Gözlerimi kısıp “Nereye gideceğim?” diye sordum. Ama o eğilip dudaklarıma küçük bir buse kondurdu. Bende yataktan çıkıp banyoya geçtim. Şifonyerin üstünde kocaman bir kutu duruyordu ve hızla duşa girip heyecanla nereye gideceğimi düşünmeye başladım. Ama aklıma hiçbir şey gelmiyordu.
Kutuyu açtım. İçinde iç çamaşırları, elbiseler ve ayakkabı kutuları vardı. Ben kıyafetin önemli olmadığından bir tayt ve bluz giydim. Spor ayakkabısını da giyip saçlarımı topladım. Hafifi bir makyaj yaptıktan sonra da lobiye indim. Seth lobide esmer bir kızla gülümseyerek bir şey konuşuyordu. Adımlarımı hızlandırıp yanlarına gittiğimde tam ona kaşlarımı çatıyordum ki Seth, kollarını belime dolayıp beni kendine çekti ve upuzun alnımdan öptü.
“Maria bu benim nişanlım, Derin. Şimdi onu sana emanet ediyorum. Ona iyi bak ve rahatladığından emin ol. Ben saat onda burada olacağım.”
Kız kocaman gülümsemeyle bana döndü. “Merak etmeyin siz. Nişanlınız emin ellerde. Size dediğim gibi bir saat sonra yenilenmiş olarak ona kavuşacaksınız.”
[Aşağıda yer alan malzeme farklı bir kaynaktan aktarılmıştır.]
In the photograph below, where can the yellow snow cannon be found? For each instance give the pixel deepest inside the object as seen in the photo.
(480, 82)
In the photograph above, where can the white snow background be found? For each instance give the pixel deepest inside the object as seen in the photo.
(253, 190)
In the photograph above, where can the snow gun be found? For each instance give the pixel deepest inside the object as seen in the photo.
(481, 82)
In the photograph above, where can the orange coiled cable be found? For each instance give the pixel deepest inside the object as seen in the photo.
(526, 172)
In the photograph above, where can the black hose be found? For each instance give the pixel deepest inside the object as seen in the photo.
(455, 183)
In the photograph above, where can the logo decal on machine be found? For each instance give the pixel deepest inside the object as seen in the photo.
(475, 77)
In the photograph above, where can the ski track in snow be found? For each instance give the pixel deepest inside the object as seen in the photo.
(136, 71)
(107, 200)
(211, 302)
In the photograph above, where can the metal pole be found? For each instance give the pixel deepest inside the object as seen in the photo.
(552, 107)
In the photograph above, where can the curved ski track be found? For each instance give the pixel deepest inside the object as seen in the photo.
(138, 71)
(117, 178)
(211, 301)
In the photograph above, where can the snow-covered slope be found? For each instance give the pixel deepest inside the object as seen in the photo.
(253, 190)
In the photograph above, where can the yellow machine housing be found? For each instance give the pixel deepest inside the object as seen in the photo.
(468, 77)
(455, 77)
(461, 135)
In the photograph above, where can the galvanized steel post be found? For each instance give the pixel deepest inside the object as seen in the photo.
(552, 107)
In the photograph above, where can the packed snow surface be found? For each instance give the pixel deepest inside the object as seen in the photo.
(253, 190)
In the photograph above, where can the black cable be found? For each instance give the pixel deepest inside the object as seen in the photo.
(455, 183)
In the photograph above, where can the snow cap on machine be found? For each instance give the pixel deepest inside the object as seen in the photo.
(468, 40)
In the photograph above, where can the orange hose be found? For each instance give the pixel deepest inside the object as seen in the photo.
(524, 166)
Konuşmalardan hiçbir şey anlamadığım için gözlerimi kısarak “Biri bana altyazı geçebilir mi acaba?” diye sordum. Ama Maria beni Seth’in kollarından çekip Seth’e el salladı. Sonra da beni otel lobisinin arkasına doğru çekiştirmeye başladı. Bana Spa Merkezinde en yetenekli masöz olduğunu açıklayınca şaşırarak kıza baktım. Beni kapıdan geçirdiğinde ise hala şaşkındım. Beni bir odaya götürdü ve bir dolap açıp içinden hiç açılmamış havlu ambalajını uzattı.
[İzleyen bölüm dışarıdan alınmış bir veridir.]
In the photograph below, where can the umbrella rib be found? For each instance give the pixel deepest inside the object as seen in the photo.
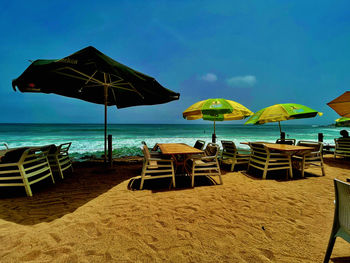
(96, 81)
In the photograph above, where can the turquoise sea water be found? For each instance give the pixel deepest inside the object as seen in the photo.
(88, 139)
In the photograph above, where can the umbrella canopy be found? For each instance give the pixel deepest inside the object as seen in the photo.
(343, 121)
(92, 76)
(216, 110)
(341, 105)
(282, 112)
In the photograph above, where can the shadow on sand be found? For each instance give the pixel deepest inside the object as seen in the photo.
(88, 181)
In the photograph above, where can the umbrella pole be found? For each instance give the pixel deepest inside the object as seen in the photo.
(213, 137)
(106, 98)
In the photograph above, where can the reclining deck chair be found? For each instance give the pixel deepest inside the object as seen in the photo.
(263, 159)
(59, 158)
(206, 164)
(342, 147)
(341, 222)
(231, 156)
(310, 158)
(154, 168)
(24, 167)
“Hazırlanıp hemen koridorun sağındaki en son odaya geç. Seni orada bekleyeceğim. Sen hazırlanırken bende her şey hazır mı kontrol edeyim.”
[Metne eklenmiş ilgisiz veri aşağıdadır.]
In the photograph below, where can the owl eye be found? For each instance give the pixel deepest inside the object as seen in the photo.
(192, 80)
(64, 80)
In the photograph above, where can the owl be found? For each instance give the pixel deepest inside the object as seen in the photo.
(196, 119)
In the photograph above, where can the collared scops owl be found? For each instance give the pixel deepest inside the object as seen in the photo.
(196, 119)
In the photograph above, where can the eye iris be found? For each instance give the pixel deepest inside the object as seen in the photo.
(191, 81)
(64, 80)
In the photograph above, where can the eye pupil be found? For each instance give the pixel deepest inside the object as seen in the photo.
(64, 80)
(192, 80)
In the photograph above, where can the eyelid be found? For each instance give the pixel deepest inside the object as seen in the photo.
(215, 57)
O bir saat içinde her şey harikaydı. Özel çaylar, vücudu rahatlatan yağlar resmen bedenimi yeniden canlandırmıştı. Kendimi yeni doğmuş gibi hissediyordum ve tenim bir bebek kadar yumuşacık olmuştu. Spa Merkezinin kapısından çıktığımda ise Seth ile karşılaştım. Adımlarımı hızlandırıp koşar adım ona yaklaştım ve boynuna sarılıp onu öpücük yağmuruna tuttum.
“Bu harikaydı, Seth!”
“Hoşuna gitmesine sevindim. Ama şimdi hazırlanmalıyız.” Tam ne için diye soracağım sırada Danny ile Dom’un bize doğru yaklaştığını görünce kalbim hızlanmaya başladı. İkisi de smokinle acayip yakışıklı görünüyordu ve o smokinleri ne için giydikleri beni daha da heyecanlandırıyordu. Titreyen bacaklarımla onların bize yaklaşmasını izledim. Danny, Seth’e bakıp kafasını çok hafif bir şekilde öne salladı. Seth’te o hareketle rahatlamış gibi bir nefes alıp elimi tuttu ve birlikte koridorda yürümeye başladık.
Danny ve Dom, lobide bizi beklerken biz odaya geldik. Odaya geldiğimde ise şok oldum. Her yer gül yapraklarıyla donatılmıştı ve her adımda bir kırmızı mum vardı. Ama kafamı kaldırdığımda ise ayrı bir olaydı. Duvarda ikimizin fotoğrafı asılmıştı. Bir metre boyunda büyütülen fotoğraf Lisa’nın çektiği en güzel fotoğrafımızdı. Benim yüzümde un varken Seth’in bana sarıldığı ve birbirimize aşkla baktığımız bir fotoğraftı. Seth’in bir eli belimdeydi, diğer eli elimdeki çikolatalı spatulaya uzanıyordu.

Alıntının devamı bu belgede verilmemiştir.